How to Protect Your Business from Uncertainties

business security concept

You have worked all your life for your family-owned business to prosper. It is not just the fruit of your labor; it is the fruit of the combined efforts of the entire family. However, one simple mistake, one simple miscalculation, and one wrong decision can have it all go down the drain. Owning and managing a business is more than just making profits. You must look out for your business and protect it from risks and pitfalls.

There are many ways to protect your business from unforeseen risks. Asset protection, insurance, and seeking the expertise of a family law attorney can help keep your business protected from claims and other risks.

Know the Risks

Before you can take action to protect your business, you must know and understand the risks to your business. The common risks and pitfalls that you must be aware of and be prepared against are the following:

  • Damages claims. Damage claims are meant to compensate a victim for his personal injury, suffering, treatment, and loss of income due to the alleged negligence of your business.
  • Product liabilities. Product liabilities allow a victim, who is alleged to be injured by your defective or dangerous product, to bring claims against your business.
  • Claims and lawsuits. Your business can get sued, which can put your assets at risk.
  • Debt obligations. Should you fail to pay your debt, creditors can run after not just your business assets, but your personal assets as well.
  • Divorce and asset claims. In a divorce, without any protection in place, your spouse can legally stake their claim in your business and personal assets.

Plan for Asset Protection

Asset protection refers to ways and means to guard your assets and wealth against risks of losses and seizure. It is legal protection for your business that can deter lawsuits and claims, preventing losses through the seizure of assets. It can provide you wealth protection against creditors and other claimants. Through asset protection, not only do you protect your business, but you are also protecting personal assets. Should claims be filed against you, an asset protection plan can protect your assets from seizure, even when judgment has been passed.

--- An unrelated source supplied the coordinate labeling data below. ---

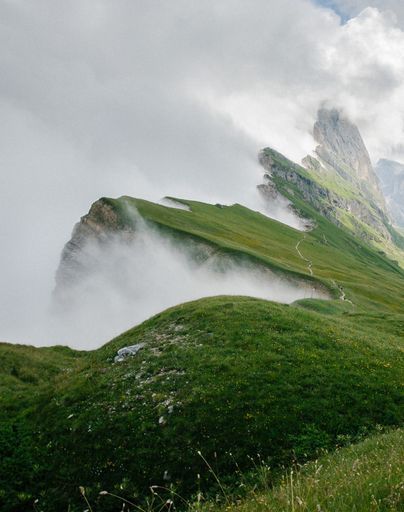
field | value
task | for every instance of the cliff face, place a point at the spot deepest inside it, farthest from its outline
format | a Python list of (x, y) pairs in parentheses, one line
[(391, 175), (98, 226), (341, 150)]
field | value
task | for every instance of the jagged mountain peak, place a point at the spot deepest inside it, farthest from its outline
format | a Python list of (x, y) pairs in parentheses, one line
[(341, 149)]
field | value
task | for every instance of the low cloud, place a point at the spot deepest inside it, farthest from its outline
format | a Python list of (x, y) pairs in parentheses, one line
[(156, 98)]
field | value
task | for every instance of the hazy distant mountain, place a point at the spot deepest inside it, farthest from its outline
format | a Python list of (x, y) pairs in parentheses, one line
[(391, 175)]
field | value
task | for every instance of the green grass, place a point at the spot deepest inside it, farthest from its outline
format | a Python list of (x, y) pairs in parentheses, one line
[(364, 477), (242, 375), (219, 375)]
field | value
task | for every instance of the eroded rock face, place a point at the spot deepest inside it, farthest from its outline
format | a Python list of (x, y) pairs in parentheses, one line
[(341, 147), (325, 200), (391, 175), (98, 226)]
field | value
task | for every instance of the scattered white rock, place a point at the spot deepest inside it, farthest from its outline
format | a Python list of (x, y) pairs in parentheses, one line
[(126, 352)]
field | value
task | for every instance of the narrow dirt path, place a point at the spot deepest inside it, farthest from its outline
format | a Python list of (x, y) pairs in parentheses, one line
[(309, 262), (342, 294)]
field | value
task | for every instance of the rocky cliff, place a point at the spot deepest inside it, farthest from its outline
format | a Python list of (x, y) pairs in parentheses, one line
[(96, 228), (391, 175), (341, 150), (367, 221)]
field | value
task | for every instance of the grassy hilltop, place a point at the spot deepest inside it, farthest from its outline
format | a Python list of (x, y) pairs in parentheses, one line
[(231, 377)]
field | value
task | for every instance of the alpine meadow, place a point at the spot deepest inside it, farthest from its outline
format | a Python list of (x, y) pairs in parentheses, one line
[(202, 264)]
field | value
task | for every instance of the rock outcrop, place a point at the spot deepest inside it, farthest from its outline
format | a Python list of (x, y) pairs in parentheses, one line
[(391, 175), (98, 226), (341, 149), (325, 200)]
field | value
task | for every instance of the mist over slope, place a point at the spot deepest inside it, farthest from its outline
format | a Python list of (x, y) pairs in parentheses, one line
[(122, 282), (104, 100)]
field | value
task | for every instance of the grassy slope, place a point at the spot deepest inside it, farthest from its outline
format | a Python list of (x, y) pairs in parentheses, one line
[(243, 375), (371, 280), (365, 477)]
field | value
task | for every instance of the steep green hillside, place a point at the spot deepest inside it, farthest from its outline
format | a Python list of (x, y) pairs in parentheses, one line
[(363, 477), (370, 280), (219, 375)]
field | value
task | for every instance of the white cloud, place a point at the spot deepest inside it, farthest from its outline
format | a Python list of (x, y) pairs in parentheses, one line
[(127, 282), (154, 98)]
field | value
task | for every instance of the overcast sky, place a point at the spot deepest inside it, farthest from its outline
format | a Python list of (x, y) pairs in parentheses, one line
[(156, 97)]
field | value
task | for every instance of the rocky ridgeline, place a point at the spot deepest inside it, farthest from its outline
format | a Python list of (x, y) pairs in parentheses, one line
[(342, 156), (341, 149), (391, 175), (98, 227)]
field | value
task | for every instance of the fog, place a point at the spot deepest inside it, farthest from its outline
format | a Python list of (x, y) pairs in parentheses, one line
[(156, 98), (128, 281)]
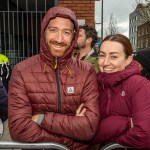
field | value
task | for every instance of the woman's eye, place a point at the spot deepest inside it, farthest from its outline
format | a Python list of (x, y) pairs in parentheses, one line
[(101, 56), (67, 33), (52, 30), (113, 57)]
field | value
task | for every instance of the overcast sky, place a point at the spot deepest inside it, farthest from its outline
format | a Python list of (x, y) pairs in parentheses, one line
[(120, 10)]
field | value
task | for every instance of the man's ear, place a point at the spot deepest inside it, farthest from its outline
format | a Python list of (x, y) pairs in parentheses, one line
[(129, 60), (89, 40)]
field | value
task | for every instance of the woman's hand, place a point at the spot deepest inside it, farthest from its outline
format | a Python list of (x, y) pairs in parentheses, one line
[(80, 111)]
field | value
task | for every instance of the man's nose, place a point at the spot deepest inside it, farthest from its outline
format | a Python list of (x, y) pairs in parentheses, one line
[(106, 61)]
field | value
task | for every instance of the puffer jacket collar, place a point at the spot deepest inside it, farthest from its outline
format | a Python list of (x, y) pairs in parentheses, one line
[(111, 79), (44, 52)]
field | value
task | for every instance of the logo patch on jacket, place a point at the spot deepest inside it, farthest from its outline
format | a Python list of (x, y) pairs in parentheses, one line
[(123, 93), (70, 90)]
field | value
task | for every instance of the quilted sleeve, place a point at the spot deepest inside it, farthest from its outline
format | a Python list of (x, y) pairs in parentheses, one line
[(22, 128)]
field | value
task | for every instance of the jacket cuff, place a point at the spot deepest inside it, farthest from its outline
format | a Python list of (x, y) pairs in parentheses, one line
[(40, 119)]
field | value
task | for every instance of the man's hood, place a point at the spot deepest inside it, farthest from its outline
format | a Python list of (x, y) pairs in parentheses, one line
[(51, 14)]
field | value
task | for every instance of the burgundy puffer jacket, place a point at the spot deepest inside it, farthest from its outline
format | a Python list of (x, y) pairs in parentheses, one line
[(36, 87), (124, 95)]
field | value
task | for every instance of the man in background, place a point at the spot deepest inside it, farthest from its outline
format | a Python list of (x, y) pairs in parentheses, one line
[(86, 45)]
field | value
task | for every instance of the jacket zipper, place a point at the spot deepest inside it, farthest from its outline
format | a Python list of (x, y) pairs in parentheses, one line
[(108, 102), (58, 88)]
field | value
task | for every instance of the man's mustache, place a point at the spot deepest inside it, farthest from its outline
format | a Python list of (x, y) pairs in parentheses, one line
[(58, 43)]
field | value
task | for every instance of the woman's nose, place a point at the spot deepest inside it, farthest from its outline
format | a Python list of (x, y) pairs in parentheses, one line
[(59, 36)]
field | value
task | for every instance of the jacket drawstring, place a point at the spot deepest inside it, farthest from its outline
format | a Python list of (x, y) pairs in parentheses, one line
[(69, 71), (56, 65)]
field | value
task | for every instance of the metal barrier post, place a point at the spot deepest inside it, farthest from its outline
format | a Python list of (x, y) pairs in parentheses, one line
[(111, 146)]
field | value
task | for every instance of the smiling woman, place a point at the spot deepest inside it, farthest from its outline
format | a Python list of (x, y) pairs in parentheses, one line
[(124, 98)]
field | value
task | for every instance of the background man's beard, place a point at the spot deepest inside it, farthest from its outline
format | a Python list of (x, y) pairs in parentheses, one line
[(57, 43)]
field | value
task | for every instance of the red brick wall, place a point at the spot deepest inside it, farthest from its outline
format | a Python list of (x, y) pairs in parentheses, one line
[(84, 9)]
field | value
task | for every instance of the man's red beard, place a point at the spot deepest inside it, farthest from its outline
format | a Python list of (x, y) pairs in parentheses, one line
[(57, 43)]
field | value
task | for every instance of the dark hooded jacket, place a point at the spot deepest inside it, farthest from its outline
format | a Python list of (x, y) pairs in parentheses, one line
[(3, 103), (124, 95), (37, 88)]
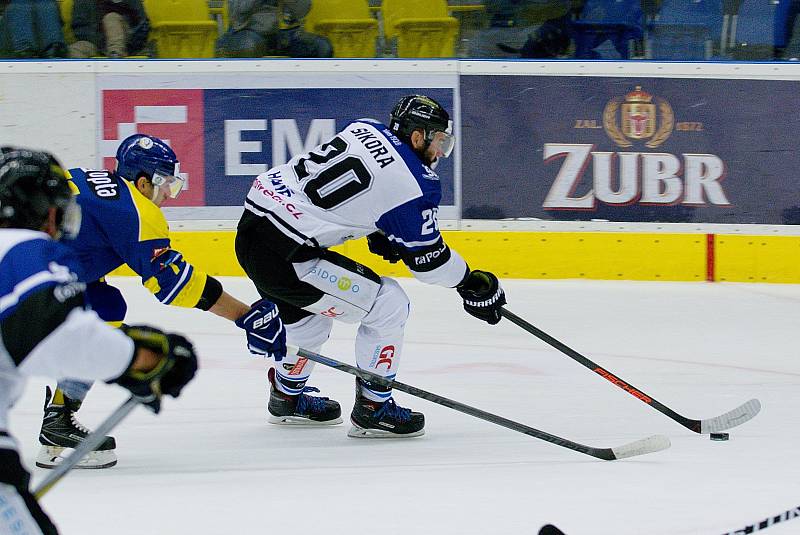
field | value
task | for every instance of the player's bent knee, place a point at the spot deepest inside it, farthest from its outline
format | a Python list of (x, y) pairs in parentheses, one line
[(310, 332), (391, 307)]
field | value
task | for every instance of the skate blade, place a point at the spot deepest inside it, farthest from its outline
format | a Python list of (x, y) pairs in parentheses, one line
[(51, 456), (360, 432), (299, 421)]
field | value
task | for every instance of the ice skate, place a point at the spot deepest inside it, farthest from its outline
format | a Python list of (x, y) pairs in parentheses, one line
[(61, 432), (302, 409), (375, 419)]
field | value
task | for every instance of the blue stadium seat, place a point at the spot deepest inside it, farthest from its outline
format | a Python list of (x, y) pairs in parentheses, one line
[(685, 29), (604, 22)]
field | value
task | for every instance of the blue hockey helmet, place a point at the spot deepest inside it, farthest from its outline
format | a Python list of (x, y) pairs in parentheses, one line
[(141, 154)]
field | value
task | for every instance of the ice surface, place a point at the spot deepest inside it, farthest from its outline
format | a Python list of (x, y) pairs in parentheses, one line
[(210, 464)]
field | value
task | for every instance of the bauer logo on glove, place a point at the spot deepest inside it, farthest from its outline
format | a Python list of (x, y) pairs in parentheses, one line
[(266, 335)]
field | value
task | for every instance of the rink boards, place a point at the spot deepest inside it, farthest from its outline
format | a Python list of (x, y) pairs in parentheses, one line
[(596, 170), (565, 255)]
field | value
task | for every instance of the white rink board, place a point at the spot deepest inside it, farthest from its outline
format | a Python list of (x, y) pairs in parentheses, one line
[(210, 463)]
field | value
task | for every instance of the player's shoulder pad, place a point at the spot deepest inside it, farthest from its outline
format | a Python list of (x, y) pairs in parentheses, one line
[(92, 185), (26, 253), (151, 221)]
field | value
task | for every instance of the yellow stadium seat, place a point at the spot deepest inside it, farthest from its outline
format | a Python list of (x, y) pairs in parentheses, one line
[(181, 28), (65, 6), (423, 28), (348, 24)]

Asset protection strategies include setting up a corporation. A corporation is an entity run by multiple people, which are members of the board. In a corporation, the board of directors, officers, and shareholders do not have personal liabilities for the debts owed by the company or any personal injury claims. Creditors and claimants can only run after the assets of the company and not personal assets.

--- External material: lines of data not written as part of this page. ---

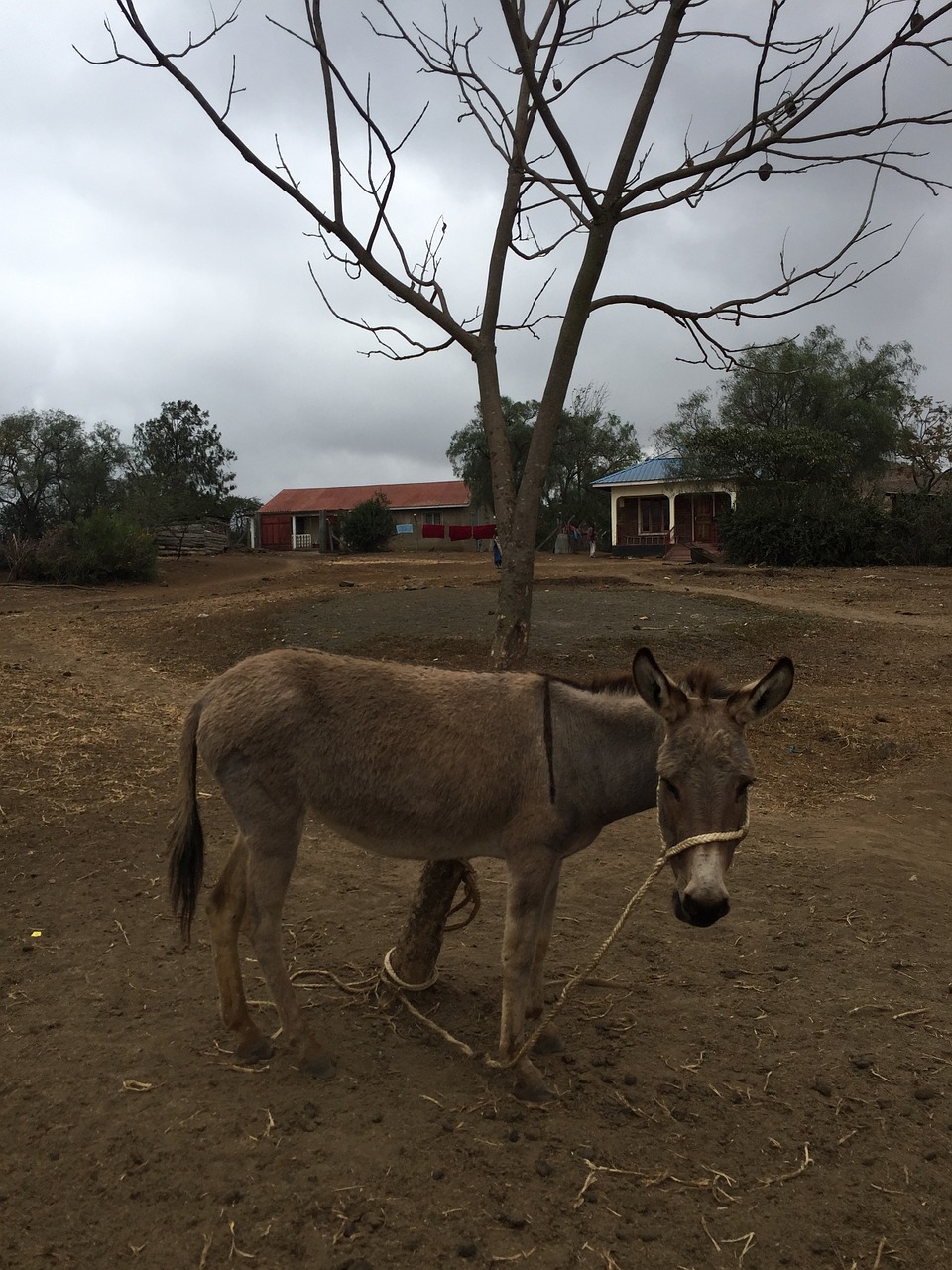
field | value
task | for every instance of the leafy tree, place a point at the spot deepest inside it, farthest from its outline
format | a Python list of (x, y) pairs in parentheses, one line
[(589, 444), (54, 470), (569, 181), (179, 467), (468, 447), (805, 525), (368, 526), (925, 443), (811, 412)]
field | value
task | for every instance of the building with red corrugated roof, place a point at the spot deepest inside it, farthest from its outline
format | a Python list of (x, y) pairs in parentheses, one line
[(425, 515)]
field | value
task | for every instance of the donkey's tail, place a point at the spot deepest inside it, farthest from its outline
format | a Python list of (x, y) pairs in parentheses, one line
[(185, 837)]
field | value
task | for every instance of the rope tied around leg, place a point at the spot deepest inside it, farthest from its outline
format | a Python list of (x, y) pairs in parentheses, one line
[(561, 1001)]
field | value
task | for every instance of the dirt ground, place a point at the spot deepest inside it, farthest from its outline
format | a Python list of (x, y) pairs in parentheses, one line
[(774, 1091)]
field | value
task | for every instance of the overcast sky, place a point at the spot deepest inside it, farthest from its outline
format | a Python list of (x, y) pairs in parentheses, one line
[(143, 261)]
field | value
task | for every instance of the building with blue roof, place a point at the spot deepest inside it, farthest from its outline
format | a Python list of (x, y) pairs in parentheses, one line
[(656, 511)]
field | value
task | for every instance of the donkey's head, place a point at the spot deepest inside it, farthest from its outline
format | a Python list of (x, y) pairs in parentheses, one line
[(705, 772)]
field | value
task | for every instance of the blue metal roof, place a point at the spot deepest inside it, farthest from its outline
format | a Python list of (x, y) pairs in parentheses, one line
[(666, 467)]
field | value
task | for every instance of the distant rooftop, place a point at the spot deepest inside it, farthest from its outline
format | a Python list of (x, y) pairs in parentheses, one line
[(661, 468), (417, 495)]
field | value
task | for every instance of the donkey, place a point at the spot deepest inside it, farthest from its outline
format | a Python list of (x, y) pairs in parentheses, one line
[(422, 763)]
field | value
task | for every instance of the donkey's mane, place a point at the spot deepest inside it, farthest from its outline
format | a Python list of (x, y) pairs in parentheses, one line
[(705, 683)]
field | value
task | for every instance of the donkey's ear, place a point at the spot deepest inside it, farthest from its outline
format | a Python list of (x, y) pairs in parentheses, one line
[(656, 690), (757, 699)]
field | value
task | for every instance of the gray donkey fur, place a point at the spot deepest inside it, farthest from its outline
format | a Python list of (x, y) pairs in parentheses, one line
[(424, 763)]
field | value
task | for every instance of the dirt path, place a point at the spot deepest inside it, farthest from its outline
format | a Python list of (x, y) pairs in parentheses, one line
[(771, 1092)]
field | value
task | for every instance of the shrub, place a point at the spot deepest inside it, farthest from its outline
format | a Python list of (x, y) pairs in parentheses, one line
[(96, 549), (919, 530), (798, 525), (368, 526)]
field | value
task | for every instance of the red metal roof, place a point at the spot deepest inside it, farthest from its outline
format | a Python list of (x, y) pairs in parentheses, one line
[(343, 498)]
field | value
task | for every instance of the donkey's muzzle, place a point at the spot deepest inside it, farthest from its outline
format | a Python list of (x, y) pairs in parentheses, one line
[(688, 910)]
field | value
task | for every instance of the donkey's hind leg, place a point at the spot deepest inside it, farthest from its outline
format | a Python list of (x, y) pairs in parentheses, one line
[(272, 852), (532, 876), (226, 910)]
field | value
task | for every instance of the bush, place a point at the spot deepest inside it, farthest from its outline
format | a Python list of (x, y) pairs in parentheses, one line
[(368, 526), (96, 549), (919, 530), (798, 525)]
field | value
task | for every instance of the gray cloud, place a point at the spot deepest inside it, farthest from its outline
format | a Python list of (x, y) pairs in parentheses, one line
[(144, 261)]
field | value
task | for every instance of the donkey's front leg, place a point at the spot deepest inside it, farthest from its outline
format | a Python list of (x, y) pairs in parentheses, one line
[(534, 871), (547, 1040)]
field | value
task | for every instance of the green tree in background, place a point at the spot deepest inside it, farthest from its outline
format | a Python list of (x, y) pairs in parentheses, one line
[(798, 413), (53, 468), (179, 467), (368, 526), (590, 443), (925, 443)]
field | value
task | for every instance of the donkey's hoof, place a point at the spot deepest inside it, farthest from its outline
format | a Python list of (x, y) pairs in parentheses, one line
[(548, 1042), (535, 1091), (322, 1066), (254, 1049)]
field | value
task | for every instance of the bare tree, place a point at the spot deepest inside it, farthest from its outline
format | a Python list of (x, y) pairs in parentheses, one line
[(796, 91), (814, 94)]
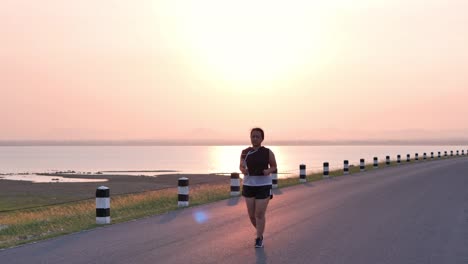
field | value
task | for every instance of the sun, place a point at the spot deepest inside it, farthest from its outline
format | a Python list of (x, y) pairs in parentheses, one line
[(248, 41)]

Get Proper Business Insurance

An insurance policy in place can also help protect your business against claimants. Accidents can happen, and anyone can file a personal injury claim against your company. Liability insurance can help protect your business from lawsuits and damages. A premises liability insurance, for example, can cover for any accidents and injuries that may occur in your business property.

Keep Different Businesses Separate

If you own multiple businesses, it is only right to keep each separate. If one of your businesses get into trouble and gets sued, it will protect your other businesses and assets. Set each business under a different business entity. This way, if one of your companies will fall, it will not drag the others along with it.

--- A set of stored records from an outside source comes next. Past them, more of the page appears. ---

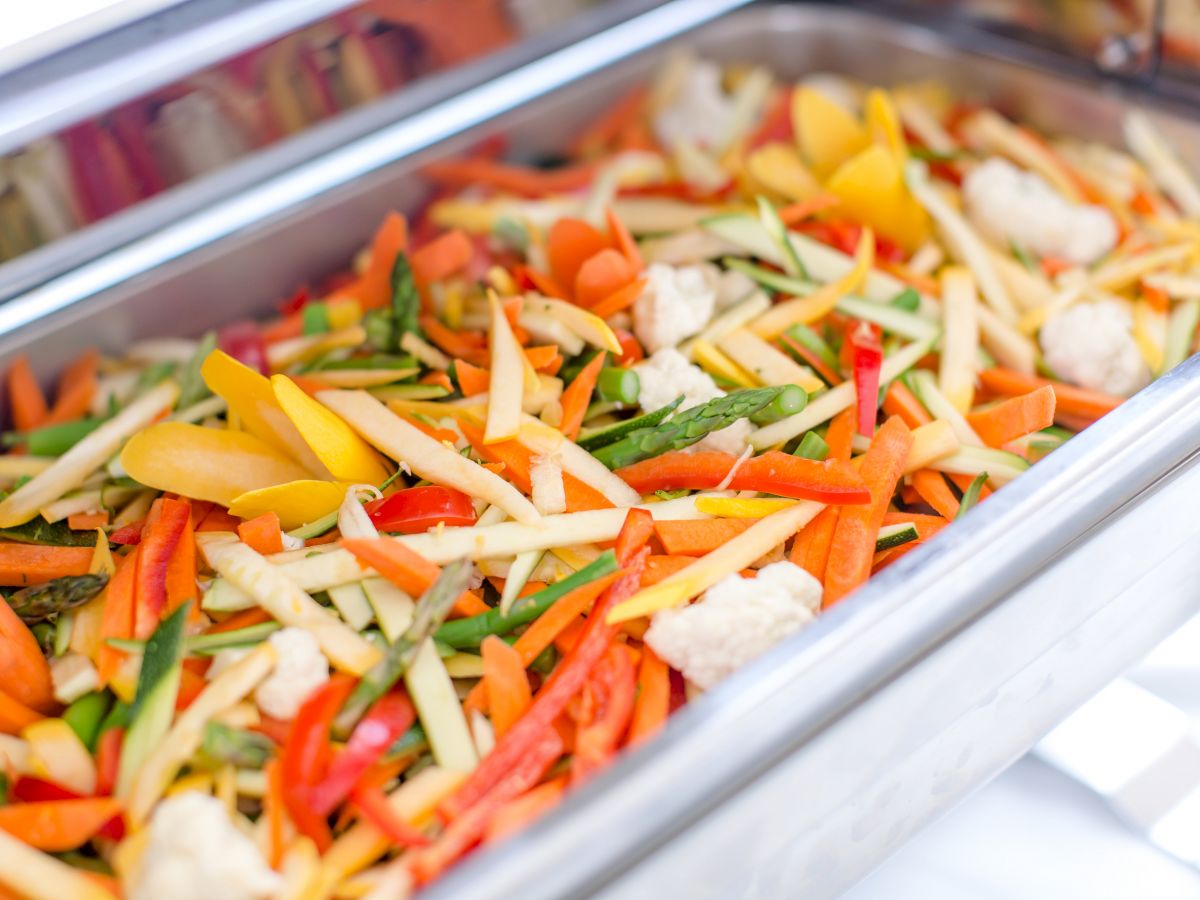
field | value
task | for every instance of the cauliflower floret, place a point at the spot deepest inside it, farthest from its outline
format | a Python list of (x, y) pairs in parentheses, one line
[(1092, 346), (1008, 204), (700, 112), (666, 375), (195, 852), (300, 670), (736, 621), (676, 304)]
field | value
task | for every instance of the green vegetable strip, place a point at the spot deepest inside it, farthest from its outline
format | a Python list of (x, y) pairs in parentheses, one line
[(687, 429), (431, 610), (472, 631)]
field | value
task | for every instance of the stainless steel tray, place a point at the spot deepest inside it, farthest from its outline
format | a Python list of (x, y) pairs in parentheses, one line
[(802, 772)]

Another option is to name some businesses under your spouse so that they cannot be touched by creditors and claimants who are after you.

Have a Prenuptial or Post-Nuptial Agreement

Years ago, people scowled on the notion of prenuptial agreements. However, prenuptial agreements have become more common, especially for couples who have assets to protect. A prenuptial agreement is nothing to frown upon. No one wants to think that they will run into problems in the far off future, but having a prenup in place can protect the assets that you and generations before you have worked so hard for.

A family law attorney can help you write an effective prenuptial agreement. Your prenuptial agreement must contain the following information:

  • The value of the business at the date of the marriage
  • Indicate the percent of shares your spouse will have in case of a divorce
  • Indicate what will happen to the gains and losses of the business during the marriage
  • Indicate how your business will be evaluated

If you start a business together, consider a post-nuptial agreement. A post-nuptial agreement will protect each of your interests and that of your business. That will ensure that even in the event of a divorce, your business will not suffer. A post-nuptial agreement should have the details on how the company started. It should indicate how the responsibilities were shared and divided between the spouses.

Running a business effectively is not only about earning profits and making gains. It is also about setting safety precautions in place to protect your business and assets.